A proposito della sorveglianza dei prigionieri politici, Poesio fa notare come fu soprattutto la Milizia fascista a svolgere le principali funzioni di polizia nelle colonie penali, sovrapponendosi, e spesso sostituendosi, ai Carabinieri e agli agenti di pubblica sicurezza. La popolazione locale manifestò, perlopiù, ostilità o indifferenza nei confronti dei confinati, che solo di rado ebbero modo di stringere rapporti di amicizia con qualche abitante del posto. Quando qualcuno si mostrò meno indifferente, il più delle volte lo fece per interesse: a Ventotene, ad esempio, gli isolani «si facevano pagare profumatamente dai confinati per riferire loro informazioni e notizie udite alla radio o per sentito dire».
Tra il confino fascista e la Schutzhaft tedesca non mancarono certo le analogie. Entrambi, infatti, servirono per far arrestare «tutti quei cittadini che, per non aver commesso alcun illecito e/o per mancanza di prove, non erano imputabili».
Inoltre, ambedue furono gestiti da formazioni paramilitari (la Milizia fascista in Italia, le Sa o le Ss in Germania), che inculcarono nella popolazione locale ostilità nei confronti degli internati. Tuttavia, a differenza del confino fascista, la custodia preventiva nazista fu generalmente più aspra: coloro che venivano sospettati di attività contrarie al regime vennero internati in veri e propri campi di concentramento (Heuberg, Kuhberg, Gotteszell, Kemna, Quednau, Breitenau, ecc.), dove subirono maltrattamenti fisici e furono obbligati a sottostare al lavoro coatto.
Poesio sostiene, dunque, che le differenze tra il sistema concentrazionario nazista e quello fascista furono marcate, in quanto «quest’ultimo abusò della persona arrestata in maniera meno eclatante e con mezzi meno evidenti».
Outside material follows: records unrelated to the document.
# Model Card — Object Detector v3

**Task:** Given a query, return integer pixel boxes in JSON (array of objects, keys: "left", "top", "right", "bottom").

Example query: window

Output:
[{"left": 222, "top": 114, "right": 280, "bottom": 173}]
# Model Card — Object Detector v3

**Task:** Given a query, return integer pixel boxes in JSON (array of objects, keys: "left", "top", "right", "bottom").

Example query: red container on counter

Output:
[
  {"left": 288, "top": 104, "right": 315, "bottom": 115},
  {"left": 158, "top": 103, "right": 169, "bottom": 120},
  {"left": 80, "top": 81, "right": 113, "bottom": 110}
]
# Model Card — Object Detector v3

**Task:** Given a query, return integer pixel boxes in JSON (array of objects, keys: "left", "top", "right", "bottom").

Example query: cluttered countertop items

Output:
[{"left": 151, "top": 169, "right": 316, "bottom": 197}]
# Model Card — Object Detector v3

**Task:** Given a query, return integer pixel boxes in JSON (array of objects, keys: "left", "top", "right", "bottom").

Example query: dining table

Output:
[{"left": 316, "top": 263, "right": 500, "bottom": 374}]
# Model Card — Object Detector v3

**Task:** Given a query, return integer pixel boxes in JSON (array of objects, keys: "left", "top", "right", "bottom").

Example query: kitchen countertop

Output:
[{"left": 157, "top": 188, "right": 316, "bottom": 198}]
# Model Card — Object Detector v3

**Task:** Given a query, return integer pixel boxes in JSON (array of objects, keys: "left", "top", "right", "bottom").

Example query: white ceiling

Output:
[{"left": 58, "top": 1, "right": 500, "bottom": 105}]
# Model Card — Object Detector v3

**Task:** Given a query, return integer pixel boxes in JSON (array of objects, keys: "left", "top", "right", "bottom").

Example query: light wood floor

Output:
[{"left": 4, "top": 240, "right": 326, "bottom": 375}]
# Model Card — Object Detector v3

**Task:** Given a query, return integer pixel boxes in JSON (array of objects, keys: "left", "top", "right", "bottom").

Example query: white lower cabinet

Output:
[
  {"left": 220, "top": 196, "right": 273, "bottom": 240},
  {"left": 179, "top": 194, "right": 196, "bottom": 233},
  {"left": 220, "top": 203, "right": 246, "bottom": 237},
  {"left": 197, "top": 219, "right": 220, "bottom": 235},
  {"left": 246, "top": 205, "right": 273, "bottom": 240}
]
Un’altra interessante questione che viene affrontata nei capitoli conclusivi del libro concerne il consenso che il regime fascista acquisì tra le masse popolari. Pur ammettendo che non mancarono «veri e propri atteggiamenti entusiastici espressi da larghi strati della società», l’autrice contesta le tesi di Renzo De Felice, il quale, in opere come Mussolini il duce. Gli anni del consenso. 1929-1936 (Einaudi), ha enfatizzato l’adesione convinta della gente al progetto politico fascista. Poesio, al contrario, insiste sulla «inscindibilità del binomio consenso-strumenti repressivi», sostenendo che buona parte della popolazione assunse nei confronti del regime comportamenti dettati da «consenso passivo, accettazione forzata o indifferenza» e subì le intimidazioni del regime senza condividerne fino in fondo le idee.